My change was relatively minor, and so I traveled the various stages quite quickly.  The bigger the change, the more negative the perception, the longer it takes to reach acceptance.

No matter how long you have been doing something, it's nice to get reassurance that you're doing it right.  I had that happen last night - and it was completely outside a business context.

Friday, April 8, 2011

Time is the Enemy

One of the hardest lessons to learn in our connected age is to do something, rather than nothing.  This blog is a perfect example.

I won't speak for anyone else (as my wife is the exact opposite of me), but here are some of my weaknesses:

  1. Analysis Paralysis - It's so easy to get data these days, and then let the data overwhelm.  It's a skill to identify what's important, pay attention to it, and discard all else

  2. Demanding Perfection - When I was in school, I learned that a '95' was a great grade, but '100' was better.  Getting '100' got me a lot of positive reinforcement - so there's a tendency to try to get '100s'. That's very bad.  This issue has been noted succinctly as "Don't let the Perfect by the enemy of the Good (enough)."  It's very true.  Getting something good accomplished is far more important and beneficial than planning something great that never gets done.
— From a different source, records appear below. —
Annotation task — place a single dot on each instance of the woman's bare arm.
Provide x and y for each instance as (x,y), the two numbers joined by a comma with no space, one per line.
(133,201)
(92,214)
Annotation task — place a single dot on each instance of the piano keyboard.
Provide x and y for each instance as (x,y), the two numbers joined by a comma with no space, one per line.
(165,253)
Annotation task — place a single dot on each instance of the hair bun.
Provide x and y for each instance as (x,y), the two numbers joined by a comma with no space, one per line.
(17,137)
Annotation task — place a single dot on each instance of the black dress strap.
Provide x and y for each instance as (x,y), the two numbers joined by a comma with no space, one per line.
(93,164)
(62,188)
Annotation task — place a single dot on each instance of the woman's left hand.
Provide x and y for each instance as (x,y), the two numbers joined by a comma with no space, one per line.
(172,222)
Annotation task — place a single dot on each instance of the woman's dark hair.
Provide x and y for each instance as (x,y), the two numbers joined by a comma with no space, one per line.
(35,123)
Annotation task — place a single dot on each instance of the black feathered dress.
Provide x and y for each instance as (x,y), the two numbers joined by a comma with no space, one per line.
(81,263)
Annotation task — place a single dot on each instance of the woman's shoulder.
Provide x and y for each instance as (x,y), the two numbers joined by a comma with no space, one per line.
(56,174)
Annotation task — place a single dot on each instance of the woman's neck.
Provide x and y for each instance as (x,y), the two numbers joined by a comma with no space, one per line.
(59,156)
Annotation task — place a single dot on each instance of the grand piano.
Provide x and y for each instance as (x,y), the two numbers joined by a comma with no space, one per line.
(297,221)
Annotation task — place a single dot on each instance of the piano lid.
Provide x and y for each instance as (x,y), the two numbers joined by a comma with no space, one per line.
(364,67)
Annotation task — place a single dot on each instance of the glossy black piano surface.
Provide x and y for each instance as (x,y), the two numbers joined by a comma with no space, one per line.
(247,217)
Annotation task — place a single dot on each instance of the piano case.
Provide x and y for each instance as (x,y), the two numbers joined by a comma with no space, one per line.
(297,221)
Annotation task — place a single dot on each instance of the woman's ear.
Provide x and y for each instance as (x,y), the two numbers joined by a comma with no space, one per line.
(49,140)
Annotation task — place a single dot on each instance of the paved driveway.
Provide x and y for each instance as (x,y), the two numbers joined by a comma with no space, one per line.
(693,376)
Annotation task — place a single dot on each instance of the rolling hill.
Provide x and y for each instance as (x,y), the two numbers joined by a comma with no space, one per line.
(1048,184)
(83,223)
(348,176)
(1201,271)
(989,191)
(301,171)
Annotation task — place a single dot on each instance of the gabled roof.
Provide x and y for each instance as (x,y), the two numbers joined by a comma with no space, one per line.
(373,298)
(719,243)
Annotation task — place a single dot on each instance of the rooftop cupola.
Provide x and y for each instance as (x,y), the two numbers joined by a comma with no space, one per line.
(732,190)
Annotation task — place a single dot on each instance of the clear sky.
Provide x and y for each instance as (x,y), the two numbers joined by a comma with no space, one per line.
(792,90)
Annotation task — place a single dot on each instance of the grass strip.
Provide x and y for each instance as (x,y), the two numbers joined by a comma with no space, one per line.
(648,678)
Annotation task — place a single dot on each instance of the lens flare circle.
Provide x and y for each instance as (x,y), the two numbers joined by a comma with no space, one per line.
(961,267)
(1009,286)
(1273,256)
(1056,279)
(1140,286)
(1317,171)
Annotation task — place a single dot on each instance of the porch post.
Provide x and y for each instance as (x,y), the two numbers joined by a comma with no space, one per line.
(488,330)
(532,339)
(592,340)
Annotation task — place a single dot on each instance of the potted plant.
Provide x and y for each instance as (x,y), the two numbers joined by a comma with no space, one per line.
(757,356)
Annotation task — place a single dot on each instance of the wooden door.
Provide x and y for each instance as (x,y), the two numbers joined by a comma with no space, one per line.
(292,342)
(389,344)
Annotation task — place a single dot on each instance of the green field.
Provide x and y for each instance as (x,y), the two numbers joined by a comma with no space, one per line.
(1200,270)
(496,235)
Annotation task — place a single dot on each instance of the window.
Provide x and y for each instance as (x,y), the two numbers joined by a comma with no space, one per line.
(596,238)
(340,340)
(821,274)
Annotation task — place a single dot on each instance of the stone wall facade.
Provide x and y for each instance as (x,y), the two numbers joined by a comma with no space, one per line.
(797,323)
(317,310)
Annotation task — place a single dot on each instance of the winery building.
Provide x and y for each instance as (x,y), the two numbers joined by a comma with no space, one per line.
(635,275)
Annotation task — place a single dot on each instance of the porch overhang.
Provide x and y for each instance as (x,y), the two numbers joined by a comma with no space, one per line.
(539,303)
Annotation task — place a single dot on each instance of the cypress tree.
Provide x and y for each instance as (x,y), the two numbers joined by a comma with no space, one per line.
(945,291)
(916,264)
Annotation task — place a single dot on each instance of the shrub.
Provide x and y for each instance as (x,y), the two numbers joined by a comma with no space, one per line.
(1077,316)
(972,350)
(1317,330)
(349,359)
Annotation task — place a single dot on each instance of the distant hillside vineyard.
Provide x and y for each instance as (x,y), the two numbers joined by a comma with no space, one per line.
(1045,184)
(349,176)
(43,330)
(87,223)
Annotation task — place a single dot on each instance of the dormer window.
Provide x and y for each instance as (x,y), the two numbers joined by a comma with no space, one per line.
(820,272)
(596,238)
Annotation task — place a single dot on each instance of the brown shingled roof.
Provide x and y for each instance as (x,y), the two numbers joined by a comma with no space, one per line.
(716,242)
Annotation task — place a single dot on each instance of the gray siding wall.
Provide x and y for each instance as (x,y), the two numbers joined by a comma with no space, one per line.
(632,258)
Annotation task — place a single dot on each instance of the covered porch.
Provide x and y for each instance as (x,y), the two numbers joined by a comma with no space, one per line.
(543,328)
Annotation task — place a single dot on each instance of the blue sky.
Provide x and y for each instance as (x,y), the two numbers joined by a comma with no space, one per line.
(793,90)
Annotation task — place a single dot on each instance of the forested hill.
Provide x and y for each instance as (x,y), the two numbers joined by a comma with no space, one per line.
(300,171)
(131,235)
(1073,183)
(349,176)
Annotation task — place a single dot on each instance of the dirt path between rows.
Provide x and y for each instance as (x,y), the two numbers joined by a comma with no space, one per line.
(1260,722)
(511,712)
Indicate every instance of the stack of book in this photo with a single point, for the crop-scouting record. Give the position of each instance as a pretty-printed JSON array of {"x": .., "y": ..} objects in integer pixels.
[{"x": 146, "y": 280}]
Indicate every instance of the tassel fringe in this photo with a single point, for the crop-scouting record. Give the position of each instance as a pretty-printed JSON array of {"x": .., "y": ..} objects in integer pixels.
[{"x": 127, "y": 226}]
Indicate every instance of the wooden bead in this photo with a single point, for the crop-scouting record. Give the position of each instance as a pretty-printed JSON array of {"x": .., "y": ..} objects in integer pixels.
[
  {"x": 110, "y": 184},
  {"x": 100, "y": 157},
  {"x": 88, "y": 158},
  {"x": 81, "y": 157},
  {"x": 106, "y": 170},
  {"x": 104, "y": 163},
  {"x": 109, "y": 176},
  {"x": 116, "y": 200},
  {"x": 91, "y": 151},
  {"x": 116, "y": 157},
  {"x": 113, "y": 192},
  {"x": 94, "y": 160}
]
  3. Losing Site of Priorities - What's more important - Delivering for a client or answering email?  Drafting a blog or reviewing LinkedIn?  The first question is easy (isn't it?); the second not as much. When time is the most valuable currency, it must be spent (and saved) wisely.  I need to make sure I focus on what's important now (because it does change, depending on time and circumstances).  Are you familiar with the Agile Development Methodology?  In a lot of ways, one needs to learn to live life like that - get the most important things done first, then go to the next.  Periodically re-rank.  Continue and repeat.

  4. More is Less -  Be brief.  When you can make the point in three words vs. thirty, do it.  Yes, it's hard.  When one has a tendency to verbosity (hmm, who could that be?), it's very hard.  But keeping it brief and clear has tremendous value.
And that's it for today.  Get it done, Make it Good (enough), Don't let it get in the way of more important priorities, and be brief.  Okay?